In her discussion of the Lord’s Prayer, St. Teresa no doubt shares the fruit of some of her meditations upon Christ’s humanity. In Chapter 27 of The Way of Perfection, in discussing the word “our” in “Our Father,” she writes (27:2):
“O Son of God and my Lord! How is it that you give so much all together in the first words? Since you humble yourself to such an extreme in joining with us in prayer and making yourself the Brother of creatures so lowly and wretched, how is it that You give us in the name of Your Father everything that can be given?”
Jesus, who is God, prays to the Father with us, “Our Father.” He is made flesh and prays with us as part of that “Our.”
In Chapter 33, she begins her discussion of daily bread. Near the end of 33:1, she writes:
“Now then, once Jesus saw the need, he sought out a wonderful means by which to show the extreme of his love for us, and in his own name and in that of his brothers he made the following petition: ‘Give us this day, Lord, our daily bread.’”
She sees special emphasis in the repetition in the phrase, which again draws her attention to Jesus’ humanity (33:4):
“I have noticed how in this petition alone he repeats the words: first he says and asks the Father to give us this daily bread, and then repeats, ‘give it to us this day, Lord,’ invoking the Father again. It’s as though Jesus tells the Father that he is now ours since the Father has given him to us to die for us; and asks that the Father not take him from us until the end of the world; that he allow him to serve each day.”

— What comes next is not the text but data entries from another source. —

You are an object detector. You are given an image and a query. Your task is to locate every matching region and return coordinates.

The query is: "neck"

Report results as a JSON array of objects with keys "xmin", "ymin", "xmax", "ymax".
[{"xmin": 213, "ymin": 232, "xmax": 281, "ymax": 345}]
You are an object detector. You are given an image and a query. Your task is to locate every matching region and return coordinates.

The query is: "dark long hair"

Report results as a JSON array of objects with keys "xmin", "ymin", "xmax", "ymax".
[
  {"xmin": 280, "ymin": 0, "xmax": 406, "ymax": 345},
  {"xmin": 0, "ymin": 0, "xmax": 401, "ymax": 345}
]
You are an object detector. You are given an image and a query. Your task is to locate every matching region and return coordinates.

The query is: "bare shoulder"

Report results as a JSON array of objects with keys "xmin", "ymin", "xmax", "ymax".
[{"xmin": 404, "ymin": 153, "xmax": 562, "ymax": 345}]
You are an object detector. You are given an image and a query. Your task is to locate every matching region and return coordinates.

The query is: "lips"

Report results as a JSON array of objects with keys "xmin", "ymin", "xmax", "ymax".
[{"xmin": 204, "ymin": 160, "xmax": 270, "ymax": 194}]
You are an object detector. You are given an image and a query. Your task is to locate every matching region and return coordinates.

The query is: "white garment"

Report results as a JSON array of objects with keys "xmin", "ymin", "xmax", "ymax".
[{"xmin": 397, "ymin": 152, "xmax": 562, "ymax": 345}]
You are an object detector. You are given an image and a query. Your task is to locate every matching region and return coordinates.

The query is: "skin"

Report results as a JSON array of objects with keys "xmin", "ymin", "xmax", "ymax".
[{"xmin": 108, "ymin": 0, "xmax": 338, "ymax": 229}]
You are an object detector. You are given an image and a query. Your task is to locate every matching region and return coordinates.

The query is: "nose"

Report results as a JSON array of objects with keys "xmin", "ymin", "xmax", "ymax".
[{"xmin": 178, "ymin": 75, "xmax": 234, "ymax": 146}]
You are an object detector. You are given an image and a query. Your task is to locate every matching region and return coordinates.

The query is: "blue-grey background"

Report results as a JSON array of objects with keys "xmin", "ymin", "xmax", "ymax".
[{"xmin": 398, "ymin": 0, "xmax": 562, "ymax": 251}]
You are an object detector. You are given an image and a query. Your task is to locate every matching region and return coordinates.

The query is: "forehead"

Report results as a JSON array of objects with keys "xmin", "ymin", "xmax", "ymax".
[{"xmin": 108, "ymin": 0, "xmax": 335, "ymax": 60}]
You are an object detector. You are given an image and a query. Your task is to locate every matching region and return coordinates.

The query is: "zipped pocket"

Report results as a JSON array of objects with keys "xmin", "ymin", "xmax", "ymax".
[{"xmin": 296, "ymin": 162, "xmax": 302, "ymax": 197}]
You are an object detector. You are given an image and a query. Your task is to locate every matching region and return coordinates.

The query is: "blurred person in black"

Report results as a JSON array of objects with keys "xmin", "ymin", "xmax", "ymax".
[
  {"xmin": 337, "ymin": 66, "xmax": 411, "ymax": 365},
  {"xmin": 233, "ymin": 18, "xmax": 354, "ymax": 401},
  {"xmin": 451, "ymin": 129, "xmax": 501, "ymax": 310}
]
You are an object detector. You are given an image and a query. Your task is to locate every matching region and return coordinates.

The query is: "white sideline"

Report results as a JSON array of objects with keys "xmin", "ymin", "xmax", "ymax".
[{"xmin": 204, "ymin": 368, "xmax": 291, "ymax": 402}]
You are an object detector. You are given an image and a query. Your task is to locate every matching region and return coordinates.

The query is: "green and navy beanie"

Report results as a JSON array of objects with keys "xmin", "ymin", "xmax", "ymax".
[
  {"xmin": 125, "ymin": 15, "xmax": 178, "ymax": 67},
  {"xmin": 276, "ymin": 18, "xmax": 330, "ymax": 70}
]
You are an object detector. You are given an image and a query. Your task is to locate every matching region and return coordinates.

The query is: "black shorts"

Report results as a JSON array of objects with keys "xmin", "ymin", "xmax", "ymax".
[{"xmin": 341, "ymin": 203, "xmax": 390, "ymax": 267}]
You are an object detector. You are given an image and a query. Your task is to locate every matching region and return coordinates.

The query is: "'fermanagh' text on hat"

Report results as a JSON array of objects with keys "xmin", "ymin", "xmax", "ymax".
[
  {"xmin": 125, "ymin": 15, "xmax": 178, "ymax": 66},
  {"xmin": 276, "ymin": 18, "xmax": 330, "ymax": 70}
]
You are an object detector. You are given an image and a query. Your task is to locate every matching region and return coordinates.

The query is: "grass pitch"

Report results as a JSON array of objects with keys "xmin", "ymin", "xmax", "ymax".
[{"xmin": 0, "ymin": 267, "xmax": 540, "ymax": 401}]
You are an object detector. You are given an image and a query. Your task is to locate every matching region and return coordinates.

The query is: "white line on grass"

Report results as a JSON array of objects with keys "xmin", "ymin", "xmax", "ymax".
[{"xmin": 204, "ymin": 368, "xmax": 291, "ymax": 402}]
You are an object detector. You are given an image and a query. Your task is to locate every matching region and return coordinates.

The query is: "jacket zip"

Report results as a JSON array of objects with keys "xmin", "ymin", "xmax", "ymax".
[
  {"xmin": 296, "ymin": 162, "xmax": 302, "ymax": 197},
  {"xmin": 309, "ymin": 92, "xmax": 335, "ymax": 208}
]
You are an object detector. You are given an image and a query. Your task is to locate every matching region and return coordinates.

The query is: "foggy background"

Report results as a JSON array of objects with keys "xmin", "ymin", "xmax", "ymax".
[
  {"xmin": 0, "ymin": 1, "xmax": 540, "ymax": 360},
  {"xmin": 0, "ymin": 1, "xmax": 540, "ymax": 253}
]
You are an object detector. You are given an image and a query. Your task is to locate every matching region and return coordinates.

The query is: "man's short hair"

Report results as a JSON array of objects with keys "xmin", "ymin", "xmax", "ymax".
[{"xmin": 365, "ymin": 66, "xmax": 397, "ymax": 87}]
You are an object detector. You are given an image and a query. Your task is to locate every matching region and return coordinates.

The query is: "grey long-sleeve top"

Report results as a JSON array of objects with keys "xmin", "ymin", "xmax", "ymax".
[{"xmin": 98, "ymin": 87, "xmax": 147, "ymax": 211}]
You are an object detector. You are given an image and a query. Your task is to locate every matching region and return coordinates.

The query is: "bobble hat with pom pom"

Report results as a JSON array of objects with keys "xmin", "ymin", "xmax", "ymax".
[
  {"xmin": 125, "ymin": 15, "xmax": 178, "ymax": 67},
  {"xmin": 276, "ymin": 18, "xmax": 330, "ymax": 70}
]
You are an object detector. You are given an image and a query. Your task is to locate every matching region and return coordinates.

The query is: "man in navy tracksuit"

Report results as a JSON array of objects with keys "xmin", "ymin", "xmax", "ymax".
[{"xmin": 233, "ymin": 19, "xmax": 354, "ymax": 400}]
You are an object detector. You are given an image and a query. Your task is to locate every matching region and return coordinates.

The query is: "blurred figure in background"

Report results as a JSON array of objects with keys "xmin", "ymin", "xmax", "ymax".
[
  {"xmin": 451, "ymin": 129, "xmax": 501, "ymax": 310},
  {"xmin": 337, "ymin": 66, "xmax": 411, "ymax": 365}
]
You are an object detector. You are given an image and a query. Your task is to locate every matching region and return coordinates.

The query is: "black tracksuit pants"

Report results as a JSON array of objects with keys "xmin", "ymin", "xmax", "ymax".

Kieran Kavanaugh, O.C.D.’s footnote explains that the Castilian version said, “Give us our daily bread this day. In the following paragraph, St. Teresa stresses Jesus' humanity further:
“Since by sharing in our nature he has become one with us here below – and as Lord of his own will – he reminds the Father that because he belongs to him the Father in turn can give him to us. And so he says, ‘our bread.' He doesn’t make any difference between himself and us . . . .”
In a Eucharistic understanding of “bread,” therefore, Jesus, who is Divine and whose real presence is in the very Eucharist for which we pray, also reflects His humanity, in that He prays with us “Give us” although the thing prayed for is His very self. Reflecting on this, St. Teresa concludes that Jesus is praying that the Father will give Jesus to us in the Eucharist and not to take Him from us until the end of the world.
In this petition, the differences between Pope Benedict XVI's and St. Teresa of Avila's respective insights into the Lord's Prayer differ more than in the aspects of the same prayer mentioned in earlier posts in this series. However, they still complement each other, sometimes in surprising ways. It is possible to imagine them in conversation with each other, each of them having something of value to contribute in response to what the other has to say on this aspect of the Lord's Prayer. In combination, Pope Benedict's insights into the Divinity of Christ and St. Teresa's insights into His humanity supplement each other in a way that, it seems to me, draws out more fully the meaning each of them had in mind.